3. Petitum permohonan

Adapun dalam petitumnya, Pemohon meminta agar MK menyatakan frasa "Menteri" pada Pasal 23 Undang-Undang Nomor 39 Tahun 2008 tentang Kementerian Negara bertentangan dengan UUD NRI 1945 dan tidak mempunyai kekuatan hukum mengikat. Mereka meminta agar pasal itu diubah menjadi, "Menteri dan Wakil Menter".
Sehingga selengkapnya berbunyi: "menteri dan wakil menteri dilarang merangkap jabatan sebagai: a. pejabat negara lainnya sesuai dengan peraturan perundang-undangan; b. komisaris atau direksi pada perusahaan negara atau perusahaan swasta; atau c. pimpinan organisasi yang dibiayai dari Anggaran Pendapatan Belanja Negara dan/atau Anggaran Pendapatan Belanja Daerah".
Kemudian, MK juga diminta memutuskan Pasal 27B Undang-Undang Nomor 1 Tahun 2025 tentang Perubahan Ketiga Atas Undang-Undang Nomor 19 Tahun 2003 tentang Badan Usaha Milik Negara (UU BUMN) bertentangan dengan UUD NRI 1945. Pemohon meminta agar pasal itu diubah menjadi "Dewan Komisaris dilarang merangkap jabatan sebagai: a. anggota Direksi, Dewan Komisaris, atau Dewan Pengawas pada BUMN lain, anak usaha BUMN dan turunannya, dan BUMD; b. jabatan struktural dan fungsional pada kementerian/lembaga Pemerintah Pusat dan pemerintah daerah; c. pengurus partai politik, calon anggota legislatif, anggota legislatif, calon kepala daerah, calon wakil kepala daerah, kepala daerah, dan/ atau wakil kepala daerah; d. jabatan lain yang dapat menimbulkan benturan kepentingan; dan/ atau e. jabatan lain sesuai dengan ketentuan peraturan perundang-undangan".
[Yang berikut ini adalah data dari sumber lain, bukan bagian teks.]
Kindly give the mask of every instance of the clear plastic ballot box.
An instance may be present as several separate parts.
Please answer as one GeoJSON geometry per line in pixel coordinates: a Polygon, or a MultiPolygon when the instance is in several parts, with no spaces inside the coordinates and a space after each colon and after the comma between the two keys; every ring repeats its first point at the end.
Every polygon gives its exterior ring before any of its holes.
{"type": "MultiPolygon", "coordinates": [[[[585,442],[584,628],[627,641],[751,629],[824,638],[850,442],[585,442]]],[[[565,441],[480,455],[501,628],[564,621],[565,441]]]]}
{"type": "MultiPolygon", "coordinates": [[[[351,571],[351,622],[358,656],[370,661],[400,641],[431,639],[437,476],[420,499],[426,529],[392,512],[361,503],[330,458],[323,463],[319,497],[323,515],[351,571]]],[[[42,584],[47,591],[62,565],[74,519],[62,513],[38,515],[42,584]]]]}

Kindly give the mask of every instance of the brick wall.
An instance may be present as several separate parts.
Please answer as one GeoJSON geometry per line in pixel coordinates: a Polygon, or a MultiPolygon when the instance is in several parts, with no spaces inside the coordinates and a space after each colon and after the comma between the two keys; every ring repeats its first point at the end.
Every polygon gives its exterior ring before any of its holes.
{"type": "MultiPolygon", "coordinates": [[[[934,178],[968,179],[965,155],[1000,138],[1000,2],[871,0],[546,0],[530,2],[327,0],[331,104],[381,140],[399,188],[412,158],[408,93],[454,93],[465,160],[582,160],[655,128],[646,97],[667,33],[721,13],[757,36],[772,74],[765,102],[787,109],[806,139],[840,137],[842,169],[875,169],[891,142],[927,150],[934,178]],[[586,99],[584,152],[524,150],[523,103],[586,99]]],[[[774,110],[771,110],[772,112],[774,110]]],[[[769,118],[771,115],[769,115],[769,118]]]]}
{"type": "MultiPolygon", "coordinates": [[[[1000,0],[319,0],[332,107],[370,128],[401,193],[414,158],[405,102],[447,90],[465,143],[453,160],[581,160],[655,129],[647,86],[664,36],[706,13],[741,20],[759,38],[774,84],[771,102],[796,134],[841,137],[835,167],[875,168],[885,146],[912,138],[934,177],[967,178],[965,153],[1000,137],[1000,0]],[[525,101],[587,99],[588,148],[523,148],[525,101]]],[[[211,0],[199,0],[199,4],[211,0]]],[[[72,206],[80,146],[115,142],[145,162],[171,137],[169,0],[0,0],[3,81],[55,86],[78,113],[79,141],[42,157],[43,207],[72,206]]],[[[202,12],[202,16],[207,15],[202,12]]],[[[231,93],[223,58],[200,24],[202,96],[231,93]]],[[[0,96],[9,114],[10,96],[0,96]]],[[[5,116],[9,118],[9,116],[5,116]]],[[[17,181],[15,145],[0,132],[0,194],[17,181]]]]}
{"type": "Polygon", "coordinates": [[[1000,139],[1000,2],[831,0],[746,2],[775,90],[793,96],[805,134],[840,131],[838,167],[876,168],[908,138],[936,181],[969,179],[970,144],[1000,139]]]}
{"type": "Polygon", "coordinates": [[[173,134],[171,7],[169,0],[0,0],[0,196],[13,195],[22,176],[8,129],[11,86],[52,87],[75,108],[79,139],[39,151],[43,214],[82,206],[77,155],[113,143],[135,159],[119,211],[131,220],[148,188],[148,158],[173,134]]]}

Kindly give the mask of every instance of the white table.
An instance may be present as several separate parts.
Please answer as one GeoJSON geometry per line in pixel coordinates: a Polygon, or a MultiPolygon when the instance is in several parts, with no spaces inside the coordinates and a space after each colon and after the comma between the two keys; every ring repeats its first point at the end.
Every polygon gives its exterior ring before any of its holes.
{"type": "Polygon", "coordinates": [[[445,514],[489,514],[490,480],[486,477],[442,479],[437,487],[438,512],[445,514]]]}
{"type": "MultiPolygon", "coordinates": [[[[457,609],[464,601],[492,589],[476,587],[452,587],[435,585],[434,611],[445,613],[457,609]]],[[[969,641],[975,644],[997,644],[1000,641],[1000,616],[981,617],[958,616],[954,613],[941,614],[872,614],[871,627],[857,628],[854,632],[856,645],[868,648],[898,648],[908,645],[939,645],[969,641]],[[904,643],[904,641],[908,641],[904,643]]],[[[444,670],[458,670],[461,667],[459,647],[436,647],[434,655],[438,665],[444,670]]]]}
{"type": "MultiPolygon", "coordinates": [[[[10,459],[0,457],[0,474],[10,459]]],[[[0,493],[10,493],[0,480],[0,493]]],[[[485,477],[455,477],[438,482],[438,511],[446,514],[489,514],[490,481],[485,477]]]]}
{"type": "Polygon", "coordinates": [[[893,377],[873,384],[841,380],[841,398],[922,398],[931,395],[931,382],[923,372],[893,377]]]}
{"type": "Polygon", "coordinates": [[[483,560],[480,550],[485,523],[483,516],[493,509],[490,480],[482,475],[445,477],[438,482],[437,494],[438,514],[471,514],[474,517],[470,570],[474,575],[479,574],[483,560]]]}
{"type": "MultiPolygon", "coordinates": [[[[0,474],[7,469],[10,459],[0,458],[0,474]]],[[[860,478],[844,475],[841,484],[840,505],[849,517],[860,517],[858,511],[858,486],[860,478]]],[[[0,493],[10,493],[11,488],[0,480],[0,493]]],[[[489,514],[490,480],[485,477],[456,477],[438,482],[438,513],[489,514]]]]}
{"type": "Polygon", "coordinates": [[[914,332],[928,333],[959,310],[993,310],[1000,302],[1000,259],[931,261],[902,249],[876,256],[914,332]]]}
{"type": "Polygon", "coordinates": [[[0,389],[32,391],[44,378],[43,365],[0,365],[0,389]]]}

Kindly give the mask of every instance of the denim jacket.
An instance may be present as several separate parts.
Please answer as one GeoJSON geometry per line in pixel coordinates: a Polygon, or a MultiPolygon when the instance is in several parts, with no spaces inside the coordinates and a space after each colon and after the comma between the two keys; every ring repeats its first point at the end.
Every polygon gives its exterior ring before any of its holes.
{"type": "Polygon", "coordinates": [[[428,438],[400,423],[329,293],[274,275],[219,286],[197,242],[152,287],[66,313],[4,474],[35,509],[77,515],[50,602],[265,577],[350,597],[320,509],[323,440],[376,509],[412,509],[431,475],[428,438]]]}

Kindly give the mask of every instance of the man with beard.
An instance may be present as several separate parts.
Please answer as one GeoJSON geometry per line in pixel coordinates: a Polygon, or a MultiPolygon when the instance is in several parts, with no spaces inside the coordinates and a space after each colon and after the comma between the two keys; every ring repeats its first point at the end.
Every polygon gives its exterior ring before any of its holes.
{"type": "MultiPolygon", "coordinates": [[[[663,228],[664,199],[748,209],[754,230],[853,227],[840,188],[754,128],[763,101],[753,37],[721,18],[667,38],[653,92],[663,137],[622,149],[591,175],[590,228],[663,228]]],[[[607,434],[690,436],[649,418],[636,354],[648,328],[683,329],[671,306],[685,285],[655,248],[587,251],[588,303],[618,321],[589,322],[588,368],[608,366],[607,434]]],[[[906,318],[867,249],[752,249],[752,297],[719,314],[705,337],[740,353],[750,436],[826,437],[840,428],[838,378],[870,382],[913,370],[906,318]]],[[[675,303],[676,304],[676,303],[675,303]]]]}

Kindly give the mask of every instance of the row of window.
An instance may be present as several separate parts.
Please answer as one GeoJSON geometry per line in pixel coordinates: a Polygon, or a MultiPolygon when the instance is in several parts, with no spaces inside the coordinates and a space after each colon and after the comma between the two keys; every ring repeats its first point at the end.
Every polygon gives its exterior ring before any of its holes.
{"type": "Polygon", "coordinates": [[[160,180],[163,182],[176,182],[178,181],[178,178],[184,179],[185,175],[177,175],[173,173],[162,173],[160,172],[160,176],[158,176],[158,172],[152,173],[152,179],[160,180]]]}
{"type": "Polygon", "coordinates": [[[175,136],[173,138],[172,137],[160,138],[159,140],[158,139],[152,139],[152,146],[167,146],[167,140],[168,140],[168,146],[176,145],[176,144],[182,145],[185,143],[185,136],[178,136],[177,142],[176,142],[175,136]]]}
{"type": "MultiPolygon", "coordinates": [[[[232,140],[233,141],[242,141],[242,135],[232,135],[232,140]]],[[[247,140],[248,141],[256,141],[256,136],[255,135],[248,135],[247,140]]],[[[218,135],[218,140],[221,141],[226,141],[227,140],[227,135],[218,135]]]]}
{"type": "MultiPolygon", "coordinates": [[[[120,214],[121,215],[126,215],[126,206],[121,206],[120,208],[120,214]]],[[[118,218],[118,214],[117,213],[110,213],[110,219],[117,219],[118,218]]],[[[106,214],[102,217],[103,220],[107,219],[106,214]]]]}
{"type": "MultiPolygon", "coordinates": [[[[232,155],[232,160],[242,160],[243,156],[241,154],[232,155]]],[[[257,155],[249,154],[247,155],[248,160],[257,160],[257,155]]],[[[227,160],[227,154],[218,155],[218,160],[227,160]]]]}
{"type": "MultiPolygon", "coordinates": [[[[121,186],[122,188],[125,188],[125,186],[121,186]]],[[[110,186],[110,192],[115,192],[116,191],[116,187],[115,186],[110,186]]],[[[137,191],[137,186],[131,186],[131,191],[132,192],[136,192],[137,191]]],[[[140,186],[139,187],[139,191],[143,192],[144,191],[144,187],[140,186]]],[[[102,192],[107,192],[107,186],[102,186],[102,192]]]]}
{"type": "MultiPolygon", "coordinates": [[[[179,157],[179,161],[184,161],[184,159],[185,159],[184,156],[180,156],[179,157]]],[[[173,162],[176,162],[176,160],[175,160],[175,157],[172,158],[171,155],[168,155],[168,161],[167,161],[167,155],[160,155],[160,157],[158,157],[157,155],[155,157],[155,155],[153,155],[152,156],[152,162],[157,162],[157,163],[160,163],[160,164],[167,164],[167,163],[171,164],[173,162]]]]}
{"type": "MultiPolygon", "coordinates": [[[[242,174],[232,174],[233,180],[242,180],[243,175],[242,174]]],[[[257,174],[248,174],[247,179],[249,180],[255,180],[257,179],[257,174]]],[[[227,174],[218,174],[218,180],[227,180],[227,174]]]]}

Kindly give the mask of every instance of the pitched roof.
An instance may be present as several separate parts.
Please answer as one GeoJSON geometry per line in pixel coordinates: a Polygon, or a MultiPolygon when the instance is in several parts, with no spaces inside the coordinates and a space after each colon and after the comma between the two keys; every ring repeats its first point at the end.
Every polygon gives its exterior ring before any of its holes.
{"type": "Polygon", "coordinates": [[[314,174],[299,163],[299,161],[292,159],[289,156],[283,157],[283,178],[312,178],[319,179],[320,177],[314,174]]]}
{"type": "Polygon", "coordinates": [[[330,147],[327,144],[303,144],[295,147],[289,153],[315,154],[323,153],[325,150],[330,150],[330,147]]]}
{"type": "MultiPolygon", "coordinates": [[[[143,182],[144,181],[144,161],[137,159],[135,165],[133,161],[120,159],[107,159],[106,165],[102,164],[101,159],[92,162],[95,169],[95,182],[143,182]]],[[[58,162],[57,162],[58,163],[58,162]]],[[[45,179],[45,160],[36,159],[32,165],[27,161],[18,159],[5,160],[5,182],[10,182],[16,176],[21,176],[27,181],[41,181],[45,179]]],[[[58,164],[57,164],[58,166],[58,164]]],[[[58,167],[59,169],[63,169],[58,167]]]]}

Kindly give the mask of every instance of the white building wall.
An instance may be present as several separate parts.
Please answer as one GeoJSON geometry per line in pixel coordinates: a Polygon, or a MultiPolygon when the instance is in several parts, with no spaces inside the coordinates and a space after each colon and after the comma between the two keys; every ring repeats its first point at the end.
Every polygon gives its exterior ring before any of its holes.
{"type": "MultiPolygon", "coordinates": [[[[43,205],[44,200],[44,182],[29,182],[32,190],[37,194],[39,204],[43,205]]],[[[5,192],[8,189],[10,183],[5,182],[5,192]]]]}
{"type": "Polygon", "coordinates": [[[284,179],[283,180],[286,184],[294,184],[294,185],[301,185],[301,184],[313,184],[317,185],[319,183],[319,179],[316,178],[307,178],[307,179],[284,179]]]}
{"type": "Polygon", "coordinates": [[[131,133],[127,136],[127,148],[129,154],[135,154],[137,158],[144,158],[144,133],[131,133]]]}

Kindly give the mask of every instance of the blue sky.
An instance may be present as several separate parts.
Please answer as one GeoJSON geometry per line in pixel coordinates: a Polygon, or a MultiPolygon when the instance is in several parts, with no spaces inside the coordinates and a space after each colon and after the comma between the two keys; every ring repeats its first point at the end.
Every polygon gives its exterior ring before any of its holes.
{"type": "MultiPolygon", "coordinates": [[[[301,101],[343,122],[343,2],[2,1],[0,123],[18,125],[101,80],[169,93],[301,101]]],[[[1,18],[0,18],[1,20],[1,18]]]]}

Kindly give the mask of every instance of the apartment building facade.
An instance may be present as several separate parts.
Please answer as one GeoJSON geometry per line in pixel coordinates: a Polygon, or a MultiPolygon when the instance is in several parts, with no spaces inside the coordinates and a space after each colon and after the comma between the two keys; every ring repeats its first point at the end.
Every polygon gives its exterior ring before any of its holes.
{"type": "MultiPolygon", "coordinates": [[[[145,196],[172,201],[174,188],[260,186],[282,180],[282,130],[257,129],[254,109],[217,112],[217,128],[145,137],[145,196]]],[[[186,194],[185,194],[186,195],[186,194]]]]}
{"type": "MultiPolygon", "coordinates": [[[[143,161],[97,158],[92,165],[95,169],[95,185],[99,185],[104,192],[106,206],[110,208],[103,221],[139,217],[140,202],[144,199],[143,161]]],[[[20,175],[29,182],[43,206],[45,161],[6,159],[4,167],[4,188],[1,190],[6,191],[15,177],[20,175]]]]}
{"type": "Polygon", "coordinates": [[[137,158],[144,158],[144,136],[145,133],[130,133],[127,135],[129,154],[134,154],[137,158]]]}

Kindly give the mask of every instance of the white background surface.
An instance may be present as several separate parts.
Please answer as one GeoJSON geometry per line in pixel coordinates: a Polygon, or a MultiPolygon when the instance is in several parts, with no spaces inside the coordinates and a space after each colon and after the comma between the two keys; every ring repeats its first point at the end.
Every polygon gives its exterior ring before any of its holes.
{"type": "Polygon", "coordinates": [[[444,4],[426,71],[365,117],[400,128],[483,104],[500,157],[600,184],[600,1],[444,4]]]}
Selain itu, MK juga diminta menyatakan Pasal 56B UU BUMN bertentangan dengan UUD NRI 1945 sepanjang tidak dimaknai "Dewan Pengawas dilarang merangkap jabatan sebagai: anggota Direksi, Dewan Komisaris, atau Dewan Pengawas pada BUMN lain, Anak Usaha BUMN dan turunannya, Badan Usaha Milik Daerah, dan jabatan lain yang dapat menimbulkan benturan kepentingan; b. jabatan struktural dan fungsional pada kementerian/lembaga pemerintah pusat dan pemerintah daerah; c. pengurus partai politik, calon anggota legislatif, anggota legislatif, calon kepala daerah, calon wakil kepala daerah, kepala daerah, dan/ atau wakil kepala daerah; dan/ atau d. jabatan lain sesuai dengan ketentuan peraturan perundang-undangan".